Edit: Also while it's uncommon (but that does happen) to need more horizontal space than vertical space in, as you said, the "text editor", when using an ide the space the text editor doesn't use horizontally is usually taken by other useful things. Ex in vs i keep the solution explorer open all of the time and not auto-hidden, because i click on it at "least" once every 2 minutes, there's also other things than typing text (designers for creating databases etc).
#16 Members - Reputation: 698
Posted 12 February 2012 - 12:01 PM
I have a U2311h at home (the previous version of this model) and have bought several U2312hm pieces at work - and we are very happy with the result.
The only downside is that the anti-glare coating is pretty harsh and becomes visible in bright smooth backgrounds.
The Dell U2412 is an appreciable step up, both in quality and resolution, but you won't be able to fit two pieces in your budget. I'd recommend going for 2x U2312 over 1x U2412 - but it's your call.
[OpenTK: C# OpenGL and OpenAL. Now with GL4 and multi-mouse][GLPlusPlus: C++ OpenGL headers for the win]
#17 Members - Reputation: 104
Posted 12 February 2012 - 05:40 PM
I have one monitor set in portrait mode, for coding and scripting.
#18 Members - Reputation: 1008
Posted 13 February 2012 - 09:46 PM
#19 Crossbones+ - Reputation: 1064
Posted 24 May 2012 - 05:43 AM
Also, directly facing a single large display is much better ergonomics than constantly turning your head left or right. I have used dual 1200p displays, one in pivot mode, but it wasn't optimal.
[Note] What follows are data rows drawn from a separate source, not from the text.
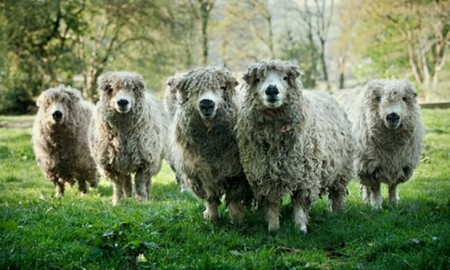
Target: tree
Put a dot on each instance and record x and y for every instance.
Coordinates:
(416, 31)
(317, 18)
(37, 37)
(201, 12)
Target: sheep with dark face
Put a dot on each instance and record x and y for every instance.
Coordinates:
(204, 142)
(292, 142)
(388, 130)
(60, 138)
(128, 134)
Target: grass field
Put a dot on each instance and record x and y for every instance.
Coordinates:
(38, 231)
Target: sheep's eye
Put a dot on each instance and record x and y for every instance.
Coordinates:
(108, 88)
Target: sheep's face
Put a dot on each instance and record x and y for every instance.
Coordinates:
(392, 100)
(121, 90)
(272, 82)
(206, 90)
(57, 103)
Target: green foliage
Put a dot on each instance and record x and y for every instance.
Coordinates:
(305, 54)
(38, 231)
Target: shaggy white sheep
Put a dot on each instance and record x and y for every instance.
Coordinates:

Your budget is enough for a 27" 2560x1440 IPS monitor, so you should get one and skip right over the 1080p/1200p stuff. There are multiple Korean brands you can buy via eBay. Yamakasi Catleap was one of them, you can google the others.
#20 Members - Reputation: 999
Posted 24 May 2012 - 08:36 AM
If your signature on a web forum takes up more space than your average post, then you are doing things wrong.